The Netherlands inflation numbers appear particularly alarming at 11.2%; however, this is partly a result of how the Dutch utility data is calculated.
While fear and uncertainty continue to rise, people will likely continue to seek stability to secure their future. Bitcoin will certainly be a strong consideration for many as to where to store wealth in times of record-breaking inflation. High inflation can be a good reason for people to investigate hard money. Countries that experienced hyperinflation recently such as Venezuela or Argentina have been on the forefront of adoption as people are looking for alternatives.
Real estate prices have indicated inflation too. The comparison of European member states show that house prices went up over 20% in most countries, and over 100% in Lithuania, Austria, Czech Republic and Latvia. Are people trying to protect their money by buying real estate?

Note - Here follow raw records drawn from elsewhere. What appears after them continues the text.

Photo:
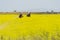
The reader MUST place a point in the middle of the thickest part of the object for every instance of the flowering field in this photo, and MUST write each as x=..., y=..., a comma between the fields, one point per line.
x=35, y=27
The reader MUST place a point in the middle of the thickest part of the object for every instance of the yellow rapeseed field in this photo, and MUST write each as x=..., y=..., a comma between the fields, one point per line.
x=36, y=27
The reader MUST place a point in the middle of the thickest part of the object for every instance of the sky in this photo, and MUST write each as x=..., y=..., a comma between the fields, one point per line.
x=29, y=5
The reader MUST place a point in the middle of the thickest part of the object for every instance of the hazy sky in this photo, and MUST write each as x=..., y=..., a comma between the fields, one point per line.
x=29, y=5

Skeptics of the Euro and fractional reserve banking have predicted the final fiat currency crisis in the EU for many years. “Solving the problems caused by printing money by printing more money doesn’t work”, so the anti-money-printing wisdom. But central bankers such as Christine Lagarde have shown that they can print money for a long time. And we all remember the famous announcement made by Mario Draghi “whatever it takes”. There is no magic. The show must go on and the only way to keep it going is by printing money. The european central bank discusses “going full zimbabwe” openly in a working paper with the title “Whatever it takes: what’s the impact of a major nonconventional monetary policy intervention?”

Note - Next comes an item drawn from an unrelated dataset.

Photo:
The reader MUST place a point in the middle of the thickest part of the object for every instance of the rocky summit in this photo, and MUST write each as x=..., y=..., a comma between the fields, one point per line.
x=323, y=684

Meanwhile, the ECB’s balance sheet equals to 82% of Eurozone GDP.. The balance sheet of the Bank of Japan equals 137% of the GDP. Is the ECB on the way to the 100-140% range?
Consumers are the ones to bear the cost for the largest financial experiment in recent history. Their governments use taxpayer’s money to service debt. Debt that voters may never agreed to. But voters are now expected to deal with higher prices.
Bitcoiners are warning about the risks of paper currency since the birth of bitcoin. With bitcoin, they believe, a fair monetary system can be built. And they seek protection from the wealth transfer that inflation causes.